After retiring from a workplace, or when money is a little tight, senior citizens can find that there are financial opportunities that are designed for their specific goals and concerns. An option that can help when an individual or couple needs a little extra income is a HUD reverse mortgage.
What are Reverse Mortgages?
A reverse mortgage is a financial option that will offer extra funds to help with unexpected costs or additional living expenses. Only senior citizens are eligible for the mortgage.
As the name implies, the mortgage works in a reverse philosophy. A bank, or mortgage lender, will make monthly payments or several large payments for a property that an individual already owns. Essentially, the equity on the house is used to finance the loan amount. The loan amount that is offered to the individual will depend on the value of the house and the interest rate that is applied to the account.
The individual and their family members continue to live in the house until they decide to sell the property or until the owner is no longer able to live in the house for any reason.
A home equity conversion mortgage, or a HECM, has specific requirements that an individual must follow to obtain the funds. The owner of the house must be at least 62 years old or older and he or she must live in the property. If he or she moves, then the property is sold and the mortgage is repaid. Any additional funds for the sale price are given to the property owner after settling the loan amount.
The lender will also require proof of ownership and the house must be paid off or must have a low enough remaining balance to pay off with the loan as soon as it is completed.
Obtaining the Loan
A HUD reverse mortgage is available to qualifying parties based on their situation and their goals. The property owner will talk about the loan to a qualified HECM counselor before the loan is available. A free reverse mortgage calculator can help determine the amount that the property owner can expect each month. An FHA approved lender will then provide details about the loan options that are available and the standards that the owner must follow to obtain the funds.

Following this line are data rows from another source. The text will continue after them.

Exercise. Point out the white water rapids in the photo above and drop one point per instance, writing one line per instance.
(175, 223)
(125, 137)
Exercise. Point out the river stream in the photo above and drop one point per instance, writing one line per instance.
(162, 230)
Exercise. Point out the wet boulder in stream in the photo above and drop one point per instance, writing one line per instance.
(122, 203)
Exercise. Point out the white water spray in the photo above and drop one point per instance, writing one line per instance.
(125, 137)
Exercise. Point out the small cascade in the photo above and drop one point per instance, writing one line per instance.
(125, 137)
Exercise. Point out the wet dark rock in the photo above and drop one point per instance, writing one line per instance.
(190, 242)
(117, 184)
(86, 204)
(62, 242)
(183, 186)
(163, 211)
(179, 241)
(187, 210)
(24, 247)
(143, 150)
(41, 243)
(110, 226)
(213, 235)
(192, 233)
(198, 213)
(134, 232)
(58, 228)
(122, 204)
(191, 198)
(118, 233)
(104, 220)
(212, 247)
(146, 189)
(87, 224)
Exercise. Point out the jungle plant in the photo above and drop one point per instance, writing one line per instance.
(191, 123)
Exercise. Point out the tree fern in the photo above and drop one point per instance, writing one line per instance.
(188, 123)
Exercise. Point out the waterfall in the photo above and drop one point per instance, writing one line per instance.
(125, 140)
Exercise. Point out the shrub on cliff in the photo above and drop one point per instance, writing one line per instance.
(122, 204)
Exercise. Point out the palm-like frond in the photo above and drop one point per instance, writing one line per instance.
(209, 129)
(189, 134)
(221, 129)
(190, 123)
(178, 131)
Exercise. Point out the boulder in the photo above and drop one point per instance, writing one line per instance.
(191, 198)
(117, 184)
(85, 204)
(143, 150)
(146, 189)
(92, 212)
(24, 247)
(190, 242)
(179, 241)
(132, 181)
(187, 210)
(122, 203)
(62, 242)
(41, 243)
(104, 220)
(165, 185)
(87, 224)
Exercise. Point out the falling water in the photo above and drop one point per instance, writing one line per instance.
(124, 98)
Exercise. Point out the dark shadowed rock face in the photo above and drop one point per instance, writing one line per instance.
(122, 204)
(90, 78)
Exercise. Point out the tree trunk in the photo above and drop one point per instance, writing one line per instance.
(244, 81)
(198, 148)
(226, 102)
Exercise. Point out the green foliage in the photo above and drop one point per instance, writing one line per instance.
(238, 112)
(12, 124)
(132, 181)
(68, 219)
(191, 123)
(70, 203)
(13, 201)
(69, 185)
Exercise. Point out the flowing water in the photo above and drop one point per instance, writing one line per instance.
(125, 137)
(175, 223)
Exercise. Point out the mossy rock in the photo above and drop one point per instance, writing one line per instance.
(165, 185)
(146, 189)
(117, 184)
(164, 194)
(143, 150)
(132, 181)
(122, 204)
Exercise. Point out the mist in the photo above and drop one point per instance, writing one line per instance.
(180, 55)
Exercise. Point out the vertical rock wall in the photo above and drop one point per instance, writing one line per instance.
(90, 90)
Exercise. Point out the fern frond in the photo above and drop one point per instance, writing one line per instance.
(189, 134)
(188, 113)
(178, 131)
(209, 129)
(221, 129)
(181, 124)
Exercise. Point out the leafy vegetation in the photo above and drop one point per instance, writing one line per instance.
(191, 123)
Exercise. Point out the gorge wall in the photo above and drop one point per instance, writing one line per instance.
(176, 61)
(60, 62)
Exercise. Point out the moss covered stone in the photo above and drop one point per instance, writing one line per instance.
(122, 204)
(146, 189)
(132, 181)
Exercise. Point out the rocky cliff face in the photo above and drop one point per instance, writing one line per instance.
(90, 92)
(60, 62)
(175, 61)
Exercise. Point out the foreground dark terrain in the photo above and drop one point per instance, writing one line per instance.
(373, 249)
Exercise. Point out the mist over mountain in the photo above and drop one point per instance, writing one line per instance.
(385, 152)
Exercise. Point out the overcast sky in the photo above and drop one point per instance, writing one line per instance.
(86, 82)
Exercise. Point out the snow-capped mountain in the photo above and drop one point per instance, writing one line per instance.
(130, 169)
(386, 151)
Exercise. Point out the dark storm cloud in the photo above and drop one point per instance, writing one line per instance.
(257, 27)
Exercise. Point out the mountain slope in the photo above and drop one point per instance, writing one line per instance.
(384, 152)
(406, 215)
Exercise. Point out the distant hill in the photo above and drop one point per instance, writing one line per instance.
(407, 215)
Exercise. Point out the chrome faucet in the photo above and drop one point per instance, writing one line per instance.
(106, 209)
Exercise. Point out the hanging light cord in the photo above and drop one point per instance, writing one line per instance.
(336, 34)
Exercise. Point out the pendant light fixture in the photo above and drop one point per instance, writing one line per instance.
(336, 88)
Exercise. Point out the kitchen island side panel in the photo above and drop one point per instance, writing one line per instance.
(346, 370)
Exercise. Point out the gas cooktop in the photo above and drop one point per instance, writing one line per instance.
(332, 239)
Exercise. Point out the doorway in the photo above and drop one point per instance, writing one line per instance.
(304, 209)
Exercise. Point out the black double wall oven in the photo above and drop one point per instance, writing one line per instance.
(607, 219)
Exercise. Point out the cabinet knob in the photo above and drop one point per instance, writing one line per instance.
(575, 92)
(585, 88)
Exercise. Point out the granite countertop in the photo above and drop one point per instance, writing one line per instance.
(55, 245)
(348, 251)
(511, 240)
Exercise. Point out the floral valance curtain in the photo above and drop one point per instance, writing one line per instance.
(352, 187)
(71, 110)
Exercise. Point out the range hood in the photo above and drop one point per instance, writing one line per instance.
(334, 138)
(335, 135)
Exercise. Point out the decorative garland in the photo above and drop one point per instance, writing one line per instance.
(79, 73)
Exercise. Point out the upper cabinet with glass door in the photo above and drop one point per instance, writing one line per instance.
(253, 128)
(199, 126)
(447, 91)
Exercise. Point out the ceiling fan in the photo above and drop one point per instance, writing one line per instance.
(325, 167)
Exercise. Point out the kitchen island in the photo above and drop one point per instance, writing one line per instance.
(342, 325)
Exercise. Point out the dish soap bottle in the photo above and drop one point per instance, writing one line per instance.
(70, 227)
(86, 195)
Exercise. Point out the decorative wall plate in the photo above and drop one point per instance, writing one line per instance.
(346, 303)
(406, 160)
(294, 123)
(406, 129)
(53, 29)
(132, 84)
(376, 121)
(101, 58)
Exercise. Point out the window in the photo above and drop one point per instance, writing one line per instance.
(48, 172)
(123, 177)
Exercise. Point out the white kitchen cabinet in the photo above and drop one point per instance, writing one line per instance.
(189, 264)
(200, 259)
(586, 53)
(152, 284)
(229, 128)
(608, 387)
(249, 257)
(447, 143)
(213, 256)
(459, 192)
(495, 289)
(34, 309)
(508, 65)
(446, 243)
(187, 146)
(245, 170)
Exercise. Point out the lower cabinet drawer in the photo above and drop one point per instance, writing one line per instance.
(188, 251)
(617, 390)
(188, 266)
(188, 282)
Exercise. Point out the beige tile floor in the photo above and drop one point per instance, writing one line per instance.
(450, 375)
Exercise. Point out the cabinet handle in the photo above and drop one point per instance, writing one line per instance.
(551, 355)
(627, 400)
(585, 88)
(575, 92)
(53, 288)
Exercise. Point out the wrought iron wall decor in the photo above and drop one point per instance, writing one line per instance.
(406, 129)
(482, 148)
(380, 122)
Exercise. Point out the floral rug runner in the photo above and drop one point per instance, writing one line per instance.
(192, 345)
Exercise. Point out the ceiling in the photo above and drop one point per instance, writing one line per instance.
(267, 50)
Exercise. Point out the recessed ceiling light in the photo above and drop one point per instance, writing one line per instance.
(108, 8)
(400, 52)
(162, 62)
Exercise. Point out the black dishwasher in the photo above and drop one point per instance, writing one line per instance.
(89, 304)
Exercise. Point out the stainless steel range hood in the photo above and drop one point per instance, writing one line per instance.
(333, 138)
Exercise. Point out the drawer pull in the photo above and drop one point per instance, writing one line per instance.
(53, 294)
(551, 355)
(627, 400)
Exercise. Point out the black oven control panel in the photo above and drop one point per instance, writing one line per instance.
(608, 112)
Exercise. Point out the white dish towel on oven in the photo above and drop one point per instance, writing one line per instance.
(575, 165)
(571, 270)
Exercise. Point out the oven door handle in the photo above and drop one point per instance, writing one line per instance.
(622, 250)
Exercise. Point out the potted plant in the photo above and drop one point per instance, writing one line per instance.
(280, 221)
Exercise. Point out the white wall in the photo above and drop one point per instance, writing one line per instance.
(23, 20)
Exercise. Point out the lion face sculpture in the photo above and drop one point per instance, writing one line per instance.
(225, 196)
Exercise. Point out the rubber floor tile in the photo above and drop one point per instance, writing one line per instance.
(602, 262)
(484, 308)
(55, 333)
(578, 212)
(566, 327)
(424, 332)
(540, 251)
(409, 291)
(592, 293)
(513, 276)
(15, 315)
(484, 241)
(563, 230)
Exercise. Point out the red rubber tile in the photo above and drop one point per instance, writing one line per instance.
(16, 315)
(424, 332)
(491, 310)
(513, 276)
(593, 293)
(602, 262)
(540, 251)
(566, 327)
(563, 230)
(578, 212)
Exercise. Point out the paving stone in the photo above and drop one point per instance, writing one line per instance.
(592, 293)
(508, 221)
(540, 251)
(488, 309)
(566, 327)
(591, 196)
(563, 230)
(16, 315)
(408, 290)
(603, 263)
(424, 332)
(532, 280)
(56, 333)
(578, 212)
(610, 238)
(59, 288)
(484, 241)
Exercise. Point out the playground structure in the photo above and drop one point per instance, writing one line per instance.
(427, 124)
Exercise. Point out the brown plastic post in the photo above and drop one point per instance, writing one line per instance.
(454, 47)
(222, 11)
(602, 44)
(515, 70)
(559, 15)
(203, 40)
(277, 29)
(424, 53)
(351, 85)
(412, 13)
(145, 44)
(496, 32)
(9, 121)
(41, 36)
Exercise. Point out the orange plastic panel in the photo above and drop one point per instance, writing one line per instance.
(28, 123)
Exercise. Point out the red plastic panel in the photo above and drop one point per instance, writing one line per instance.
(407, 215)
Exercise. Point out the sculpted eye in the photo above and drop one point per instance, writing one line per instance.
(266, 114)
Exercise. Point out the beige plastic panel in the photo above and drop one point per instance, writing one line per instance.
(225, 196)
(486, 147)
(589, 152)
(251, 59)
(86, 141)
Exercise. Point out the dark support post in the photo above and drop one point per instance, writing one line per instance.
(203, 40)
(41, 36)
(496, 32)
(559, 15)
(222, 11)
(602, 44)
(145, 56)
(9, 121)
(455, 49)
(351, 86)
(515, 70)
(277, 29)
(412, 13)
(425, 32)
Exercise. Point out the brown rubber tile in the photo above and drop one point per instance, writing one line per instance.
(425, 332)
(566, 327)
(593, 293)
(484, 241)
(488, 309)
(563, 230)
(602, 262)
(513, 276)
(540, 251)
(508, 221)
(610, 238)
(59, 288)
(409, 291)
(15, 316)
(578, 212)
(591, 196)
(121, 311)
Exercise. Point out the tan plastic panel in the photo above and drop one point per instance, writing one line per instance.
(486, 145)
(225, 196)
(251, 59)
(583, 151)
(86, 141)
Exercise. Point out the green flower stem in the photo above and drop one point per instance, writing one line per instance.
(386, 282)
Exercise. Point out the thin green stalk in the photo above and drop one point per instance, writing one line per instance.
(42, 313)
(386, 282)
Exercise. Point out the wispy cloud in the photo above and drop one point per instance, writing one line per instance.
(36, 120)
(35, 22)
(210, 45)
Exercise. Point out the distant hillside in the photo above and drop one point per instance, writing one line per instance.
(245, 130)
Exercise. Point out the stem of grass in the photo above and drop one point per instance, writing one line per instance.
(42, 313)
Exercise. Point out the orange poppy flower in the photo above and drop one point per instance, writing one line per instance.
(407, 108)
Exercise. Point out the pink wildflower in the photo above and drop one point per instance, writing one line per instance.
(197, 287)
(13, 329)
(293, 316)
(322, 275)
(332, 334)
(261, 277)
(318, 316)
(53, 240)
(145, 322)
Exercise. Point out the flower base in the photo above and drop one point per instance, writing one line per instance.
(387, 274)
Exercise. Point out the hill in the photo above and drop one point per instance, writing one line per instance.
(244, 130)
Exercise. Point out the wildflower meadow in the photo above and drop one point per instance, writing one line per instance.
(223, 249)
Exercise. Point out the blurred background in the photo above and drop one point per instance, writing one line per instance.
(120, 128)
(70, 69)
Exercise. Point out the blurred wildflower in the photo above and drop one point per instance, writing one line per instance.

The funds are usually paid on a monthly basis to the owner or a payment schedule that is selected before the funds are provided. When the owner moves out of the property, it is sold and the loan is repaid with the sale price.
Applying for a home equity conversion mortgage can provide the opportunity to avoid financial challenges and obtain some extra funds for retirement plans. The key is recognizing the loan options that are available and determining when a reverse mortgage is appropriate for the goals of a specific property owner.